JAKARTA - PT Phapros, Tbk yang merupakan salah satu anak perusahaan PT Rajawali Nusantara Indonesia (Persero) kembali memenangkan tender obat e-catalogue untuk 2 tahun ke depan.

“Untuk tahun 2018 ini nilai e-catalogue yang dimenangkan Phapros naik lebih dari 100% dari total nilai yang kami dapatkan saat lelang e-catalogue tahun 2017 lalu,di mana pada tahun lalu nilai e-catalogue yang kami menangkan sejumlah Rp 498 miliar” ujar Direktur Utama PT Phapros, Tbk, Barokah Sri Utami (Emmy).

“Ke depannya kami akan pastikan agar supply produk tetap baik dan terjaga sehingga kami bisa memberikan yang terbaik untuk menyukseskan program BPJS Kesehatan,” tambahnya.

Peluang Phapros untuk masuk ke pasar e-catalog menurut Emmy dari tahun ke tahun semakin besar. Pada tahun 2013 saja, nilai anggaran belanja negara terhadap produk e-catalog di sektor kesehatan mencapai lebih dari Rp 4 triliun, dan angka tersebut semakin meningkat di tahun 2017 – 2018 yang mencapai Rp 9 triliun. Sehingga hal tersebutlah yang mendorong Phapros untuk bisa memberikan kontribusi positif di era JKN seperti saat ini.

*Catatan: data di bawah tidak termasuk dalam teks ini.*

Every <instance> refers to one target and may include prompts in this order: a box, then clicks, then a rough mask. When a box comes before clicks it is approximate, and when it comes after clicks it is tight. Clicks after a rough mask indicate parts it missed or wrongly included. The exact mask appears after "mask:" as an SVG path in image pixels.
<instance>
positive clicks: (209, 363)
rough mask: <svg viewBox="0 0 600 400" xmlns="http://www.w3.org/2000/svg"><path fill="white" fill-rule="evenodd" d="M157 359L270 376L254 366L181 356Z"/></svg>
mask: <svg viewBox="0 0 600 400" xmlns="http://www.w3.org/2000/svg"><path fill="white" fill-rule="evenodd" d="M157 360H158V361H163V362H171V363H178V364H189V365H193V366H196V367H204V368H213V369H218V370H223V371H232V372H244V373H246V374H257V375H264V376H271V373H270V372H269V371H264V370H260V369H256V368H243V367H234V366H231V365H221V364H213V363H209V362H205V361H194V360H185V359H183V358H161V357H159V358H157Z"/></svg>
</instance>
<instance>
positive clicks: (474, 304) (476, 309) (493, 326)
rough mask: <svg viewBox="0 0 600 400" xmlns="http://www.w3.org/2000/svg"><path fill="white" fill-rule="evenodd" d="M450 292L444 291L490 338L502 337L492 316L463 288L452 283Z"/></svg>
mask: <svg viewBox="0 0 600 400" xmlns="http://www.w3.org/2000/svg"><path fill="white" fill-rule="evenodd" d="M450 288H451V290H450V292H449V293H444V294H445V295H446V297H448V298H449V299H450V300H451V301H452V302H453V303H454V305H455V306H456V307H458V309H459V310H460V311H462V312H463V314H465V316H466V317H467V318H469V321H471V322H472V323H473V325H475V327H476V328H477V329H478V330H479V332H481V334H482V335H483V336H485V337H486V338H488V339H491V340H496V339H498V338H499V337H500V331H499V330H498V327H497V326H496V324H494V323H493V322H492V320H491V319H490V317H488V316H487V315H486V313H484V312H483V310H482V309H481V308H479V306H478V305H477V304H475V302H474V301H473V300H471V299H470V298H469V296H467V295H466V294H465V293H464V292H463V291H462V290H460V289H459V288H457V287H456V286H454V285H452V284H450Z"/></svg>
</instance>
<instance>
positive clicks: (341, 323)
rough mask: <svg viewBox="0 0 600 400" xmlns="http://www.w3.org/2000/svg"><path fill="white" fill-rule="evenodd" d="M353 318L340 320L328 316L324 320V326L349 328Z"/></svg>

Berdasarkan pengumuman yang disampaikan LKPP pada akhir 2017 lalu, Phapros kembali memenangkan tender e-catalogue untuk dua periode 2018 dan 2019 senilai Rp 2 triliun. Ada 27 jenis obat paket lelang yang dimenangkan Phapros, di mana jumlah tersebut masih di luar 9 jenis obat paket tambahan senilai lebih dari Rp 40 miliar. Sehingga, total obat yang dimenangkan Phapros sebanyak 36 jenis.

Adapun dari 36 jenis obat yang dimenangkan Phapros dalam e-catalogue, Tablet Tambah Darah (TTD) dan FDC (obat TBC) menjadi kontributor terbesar, yakni mencapai lebih dari Rp 300 miliar.

“Tablet Tambah Darah dan FDC merupakan program pemerintah di mana saat ini pemerintah sedang aktif berusaha menurunkan angka balita pendek (stunting) akibat kekurangan gizi dan TBC yang angkanya masih besar di Indonesia, sehingga dengan dimenangkannya TTD dan FDC bisa semakin menguatkan komitmen kami untuk berkontribusi mengatasi kedua masalah utama di bidang kesehatan tersebut,” jelas Emmy.

Phapros, menurut Emmy, memiliki kekuatan di produk obat TB (tuberculosis) dan Tablet Tambah Darah. Optimalisasi kapasitas produksi yang didanai oleh penerbitan MTN juga diarahkan untuk produksi kedua jenis obat tersebut.